OpenCL.jl
OpenCL.jl copied to clipboard
Integrate OpenCL <-> Julia Event systems
We should have better integration with Julia's underlying event / task system.
My intuition would be that with http://www.khronos.org/registry/cl/sdk/1.1/docs/man/xhtml/clSetEventCallback.html we should be able to build either RemoteReferences or Tasks that completes when the underlying events complete.
Also of interest might be something like https://github.com/shashi/React.jl
Something along those lines might be helpful. More information here: http://julialang.org/blog/2013/05/callback/
using OpenCL; const cl = OpenCL
type Event
status :: Symbol
error_code :: Int
Event() = Event(:undefined)
Event(status :: Symbol) = new(status, 0)
end
device = first(cl.devices())
ctx = cl.Context(device)
q = cl.CmdQueue(ctx)
test = Event()
function callback(event, event_status, data :: Ptr{Void})
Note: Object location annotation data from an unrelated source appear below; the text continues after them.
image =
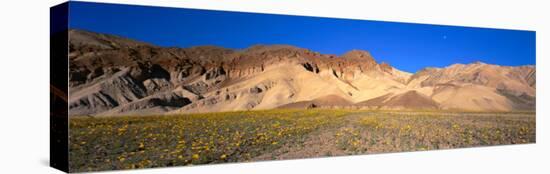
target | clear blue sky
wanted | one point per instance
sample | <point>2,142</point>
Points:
<point>409,47</point>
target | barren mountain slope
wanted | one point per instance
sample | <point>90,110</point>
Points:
<point>110,75</point>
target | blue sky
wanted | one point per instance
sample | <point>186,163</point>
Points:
<point>408,47</point>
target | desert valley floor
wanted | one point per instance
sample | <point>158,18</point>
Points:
<point>102,143</point>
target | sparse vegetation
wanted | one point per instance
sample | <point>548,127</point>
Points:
<point>155,141</point>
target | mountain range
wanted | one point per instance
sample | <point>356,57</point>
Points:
<point>111,75</point>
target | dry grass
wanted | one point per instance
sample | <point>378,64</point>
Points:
<point>156,141</point>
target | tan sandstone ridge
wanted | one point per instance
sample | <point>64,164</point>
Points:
<point>110,75</point>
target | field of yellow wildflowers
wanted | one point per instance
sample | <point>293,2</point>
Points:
<point>190,139</point>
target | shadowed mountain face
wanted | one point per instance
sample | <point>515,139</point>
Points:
<point>110,75</point>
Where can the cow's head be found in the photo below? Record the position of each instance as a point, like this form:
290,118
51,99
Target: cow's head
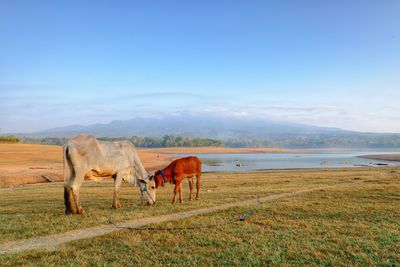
148,190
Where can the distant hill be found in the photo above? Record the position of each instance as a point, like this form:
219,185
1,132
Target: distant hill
234,131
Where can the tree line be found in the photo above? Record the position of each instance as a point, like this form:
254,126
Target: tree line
307,141
138,141
10,139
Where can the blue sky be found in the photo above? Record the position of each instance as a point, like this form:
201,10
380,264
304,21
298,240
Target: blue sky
326,63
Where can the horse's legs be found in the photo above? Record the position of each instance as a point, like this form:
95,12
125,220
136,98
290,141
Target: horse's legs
117,185
191,187
180,195
176,190
198,176
79,177
69,204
event_data = unsafe_pointer_to_objref(data) :: Event
error_code = 0
if event_status == cl.CL_COMPLETE
status = :complete
elseif event_status == cl.CL_SUBMITTED
status = :submitted
elseif event_status == cl.CL_RUNNING
status = :submitted
elseif event_status == cl.CL_QUEUED
status = :queued
elseif event_status < 0
status = :error
error_code = event_status
end
event_data.status = status
event_data.error_code = error_code
return nothing
end
const callback_c = cfunction(callback, Void, (cl.CL_event, cl.CL_int, Ptr{Void}))
usr_evt = cl.UserEvent(ctx)
cl.enqueue_wait_for_events(q, usr_evt)
mkr_evt = cl.enqueue_marker(q)
cl.api.clSetEventCallback(mkr_evt.id, cl.CL_COMPLETE, callback_c, test)
println(test)
cl.complete(usr_evt)
sleep(1.0)
println(test)
@vchuravy that is a good sketch of what we will have to do (what you are missing is a global ObjectID
Dict to hold the references to the underlying Julia objects you are hiding from the GC). We also need a Condition
object as a field of the Event
type. This is how you signal to Julia's event loop that something has changed and that dependent code needs to be scheduled to be executed (grep Condition
to see how it is used in base). Making this more difficult is the fact that callbacks can be executed asynchronously by the OpenCL runtime so we have to factor in thread safety ( http://docs.julialang.org/en/latest/manual/calling-c-and-fortran-code/#thread-safety). I don't know what the performance hit of this is so this is an abstraction that probably needs to be opted into instead of being the default.
With CPU OpenCL implementations (and Intel's PHI) the Task parallel model that OpenCL provides is a great way to execute multiple different kernels concurrently. It is an underutilized part of the spec because it makes no sense for GPU's (currently).